As horrible as their characters are, however, Canicule must have been a fun lark for most of the first-rate French cast. Victor Lanoux seems to enjoy playing a horny, drunken lout which is quite a departure from his romantic image in frothy comedies like Cousin, Cousine (1975) and Pardon Mon Affaire (1976). Bernadette Lafont as the sweaty, grime-coated Segolene appears to be doing a parody of the numerous sex siren roles she played during the glory years of French cinema in the 60s and 70s. As for Miou-Miou, a superb French actress who has never shied away from edgy material, she has the most alarming character transformation of all, going from a depressed housewife to a cold-blooded murderess [Spoiler alert: The murder of her husband while he in the shower is unexpectedly harsh (even if he was unbearable) but Jessica’s seduction and murder of the local police investigator is a genuine WFT moment).

The strangest one of all though is Swiss actor David Bennent, who first achieved international fame at age 11 in Volker Schlondorff’s The Tin Drum (1979), in which his character Oskar Matzerath stops growing at the age of three after falling down a flight of stairs. He was eighteen when he made Canicule but he looks ten years old or younger and is a disturbing presence throughout the film, especially the sequence where he uses some of Cobb’s stolen money to treat himself to an evening at the local brothel where his aunt works. Fondling all of the prostitutes, drinking expensive liquor and cussing up a storm is not what you expect to see from someone who looks like a nine-year-old boy.

It is also worth noting that several other familiar faces pop up in smaller roles in Canicule. Tina Louise of Gilligan’s Island fame has a few scenes as Marvin’s lover and accomplice in crime while Pierre Clementi (Belle du Jour, The Conformist) has a colorful cameo as Snake, Cobb’s treacherous partner in the heist who later brings his gang to the farm house to kill everyone and take the missing money. There are also prominent supporting roles for French character actors like Jean-Claude Dreyfus (Delicatessen, The City of Lost Children), Jean-Pierre Kalfon (L’amour Fou, The Valley Obscured by Clouds) and Henri Guybet (Themroc, The Mad Adventures of Rabbi Jacob). And all of the madness is accompanied by the off-kilter musical score by Francis Lai (A Man and a Woman, Love Story), which uses synthesizers and strings in a conspicuous mix that would be more appropriate for….maybe an Italian exploitation film?
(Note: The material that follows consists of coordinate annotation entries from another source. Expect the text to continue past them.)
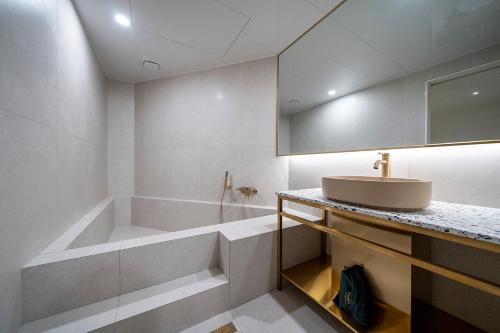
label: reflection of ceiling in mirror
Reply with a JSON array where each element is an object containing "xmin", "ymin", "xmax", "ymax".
[{"xmin": 279, "ymin": 0, "xmax": 500, "ymax": 114}]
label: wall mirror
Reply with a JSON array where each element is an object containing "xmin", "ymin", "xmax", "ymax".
[{"xmin": 277, "ymin": 0, "xmax": 500, "ymax": 155}]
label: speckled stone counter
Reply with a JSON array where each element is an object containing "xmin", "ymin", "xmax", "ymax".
[{"xmin": 276, "ymin": 188, "xmax": 500, "ymax": 244}]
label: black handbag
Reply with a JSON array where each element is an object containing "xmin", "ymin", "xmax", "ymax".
[{"xmin": 333, "ymin": 265, "xmax": 370, "ymax": 327}]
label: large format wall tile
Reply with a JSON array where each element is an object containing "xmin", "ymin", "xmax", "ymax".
[
  {"xmin": 135, "ymin": 57, "xmax": 288, "ymax": 206},
  {"xmin": 135, "ymin": 149, "xmax": 167, "ymax": 197},
  {"xmin": 134, "ymin": 80, "xmax": 166, "ymax": 149},
  {"xmin": 0, "ymin": 0, "xmax": 106, "ymax": 333},
  {"xmin": 201, "ymin": 147, "xmax": 242, "ymax": 202},
  {"xmin": 243, "ymin": 57, "xmax": 277, "ymax": 147},
  {"xmin": 163, "ymin": 149, "xmax": 200, "ymax": 199},
  {"xmin": 164, "ymin": 73, "xmax": 202, "ymax": 149},
  {"xmin": 0, "ymin": 0, "xmax": 58, "ymax": 128},
  {"xmin": 242, "ymin": 146, "xmax": 288, "ymax": 206},
  {"xmin": 0, "ymin": 109, "xmax": 60, "ymax": 333}
]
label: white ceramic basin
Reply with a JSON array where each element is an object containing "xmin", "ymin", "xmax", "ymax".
[{"xmin": 321, "ymin": 176, "xmax": 432, "ymax": 210}]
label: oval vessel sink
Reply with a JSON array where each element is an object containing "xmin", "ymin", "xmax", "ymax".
[{"xmin": 321, "ymin": 176, "xmax": 432, "ymax": 210}]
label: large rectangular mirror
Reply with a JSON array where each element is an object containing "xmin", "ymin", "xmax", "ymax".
[{"xmin": 277, "ymin": 0, "xmax": 500, "ymax": 155}]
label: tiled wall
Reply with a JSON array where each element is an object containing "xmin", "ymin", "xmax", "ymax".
[
  {"xmin": 107, "ymin": 80, "xmax": 135, "ymax": 225},
  {"xmin": 0, "ymin": 0, "xmax": 106, "ymax": 333},
  {"xmin": 135, "ymin": 57, "xmax": 288, "ymax": 205}
]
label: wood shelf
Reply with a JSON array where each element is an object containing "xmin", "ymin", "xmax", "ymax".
[{"xmin": 281, "ymin": 255, "xmax": 411, "ymax": 333}]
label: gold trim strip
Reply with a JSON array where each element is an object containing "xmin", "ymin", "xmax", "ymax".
[{"xmin": 279, "ymin": 212, "xmax": 500, "ymax": 297}]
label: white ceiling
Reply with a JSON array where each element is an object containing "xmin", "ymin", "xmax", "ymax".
[
  {"xmin": 73, "ymin": 0, "xmax": 340, "ymax": 82},
  {"xmin": 428, "ymin": 61, "xmax": 500, "ymax": 112},
  {"xmin": 280, "ymin": 0, "xmax": 500, "ymax": 114}
]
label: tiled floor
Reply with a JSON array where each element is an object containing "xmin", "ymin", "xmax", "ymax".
[
  {"xmin": 182, "ymin": 286, "xmax": 350, "ymax": 333},
  {"xmin": 108, "ymin": 225, "xmax": 167, "ymax": 242}
]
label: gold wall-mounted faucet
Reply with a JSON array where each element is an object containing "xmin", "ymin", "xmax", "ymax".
[{"xmin": 373, "ymin": 153, "xmax": 391, "ymax": 178}]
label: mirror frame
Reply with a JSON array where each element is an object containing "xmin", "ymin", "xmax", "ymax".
[{"xmin": 276, "ymin": 0, "xmax": 500, "ymax": 157}]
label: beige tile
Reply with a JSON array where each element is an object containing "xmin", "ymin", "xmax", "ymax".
[
  {"xmin": 200, "ymin": 64, "xmax": 242, "ymax": 147},
  {"xmin": 134, "ymin": 80, "xmax": 165, "ymax": 149},
  {"xmin": 107, "ymin": 80, "xmax": 134, "ymax": 149},
  {"xmin": 229, "ymin": 232, "xmax": 276, "ymax": 308},
  {"xmin": 408, "ymin": 144, "xmax": 500, "ymax": 207},
  {"xmin": 115, "ymin": 284, "xmax": 229, "ymax": 333},
  {"xmin": 201, "ymin": 147, "xmax": 242, "ymax": 202},
  {"xmin": 242, "ymin": 146, "xmax": 288, "ymax": 206},
  {"xmin": 120, "ymin": 232, "xmax": 219, "ymax": 293},
  {"xmin": 135, "ymin": 149, "xmax": 167, "ymax": 197},
  {"xmin": 243, "ymin": 57, "xmax": 277, "ymax": 146},
  {"xmin": 219, "ymin": 233, "xmax": 230, "ymax": 279},
  {"xmin": 164, "ymin": 149, "xmax": 200, "ymax": 200},
  {"xmin": 107, "ymin": 148, "xmax": 135, "ymax": 196},
  {"xmin": 0, "ymin": 0, "xmax": 58, "ymax": 128},
  {"xmin": 164, "ymin": 73, "xmax": 202, "ymax": 149},
  {"xmin": 113, "ymin": 197, "xmax": 132, "ymax": 227}
]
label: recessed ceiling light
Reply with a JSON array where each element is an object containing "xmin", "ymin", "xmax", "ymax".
[{"xmin": 115, "ymin": 14, "xmax": 130, "ymax": 27}]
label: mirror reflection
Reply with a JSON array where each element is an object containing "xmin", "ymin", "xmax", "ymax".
[{"xmin": 278, "ymin": 0, "xmax": 500, "ymax": 155}]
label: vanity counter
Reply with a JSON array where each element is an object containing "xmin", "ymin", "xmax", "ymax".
[{"xmin": 276, "ymin": 188, "xmax": 500, "ymax": 245}]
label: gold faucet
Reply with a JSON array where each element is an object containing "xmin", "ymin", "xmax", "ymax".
[{"xmin": 373, "ymin": 153, "xmax": 391, "ymax": 178}]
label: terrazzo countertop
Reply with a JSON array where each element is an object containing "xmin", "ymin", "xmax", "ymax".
[{"xmin": 276, "ymin": 188, "xmax": 500, "ymax": 244}]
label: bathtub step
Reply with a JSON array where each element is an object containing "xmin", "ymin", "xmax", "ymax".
[{"xmin": 19, "ymin": 268, "xmax": 229, "ymax": 333}]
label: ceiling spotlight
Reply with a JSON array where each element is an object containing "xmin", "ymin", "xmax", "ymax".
[{"xmin": 115, "ymin": 14, "xmax": 130, "ymax": 27}]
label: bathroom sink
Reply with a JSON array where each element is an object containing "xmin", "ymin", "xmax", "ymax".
[{"xmin": 321, "ymin": 176, "xmax": 432, "ymax": 210}]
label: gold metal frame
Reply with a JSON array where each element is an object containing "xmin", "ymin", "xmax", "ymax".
[
  {"xmin": 276, "ymin": 0, "xmax": 500, "ymax": 157},
  {"xmin": 277, "ymin": 195, "xmax": 500, "ymax": 332}
]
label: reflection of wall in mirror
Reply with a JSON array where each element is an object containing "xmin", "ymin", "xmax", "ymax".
[{"xmin": 280, "ymin": 45, "xmax": 500, "ymax": 154}]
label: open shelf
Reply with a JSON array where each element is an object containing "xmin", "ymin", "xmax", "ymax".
[{"xmin": 281, "ymin": 256, "xmax": 411, "ymax": 333}]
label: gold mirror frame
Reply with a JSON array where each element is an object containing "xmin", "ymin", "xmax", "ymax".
[{"xmin": 276, "ymin": 0, "xmax": 500, "ymax": 157}]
Needless to say, Canicule is a crazy mess of a movie but perversely entertaining and highly recommended for Lee Marvin completists. The film has been available on VHS in various editions for years including one terrible pan-and-scan, dubbed release. I never thought I’d see a Blu-ray release of this thing but Kino Lorber came to the rescue in December 2019 with a widescreen special edition of Canicule, which looks spectacular and includes both English and French audio options so you can hear Marvin swearing in French and talking dirty (dubbed by another actor).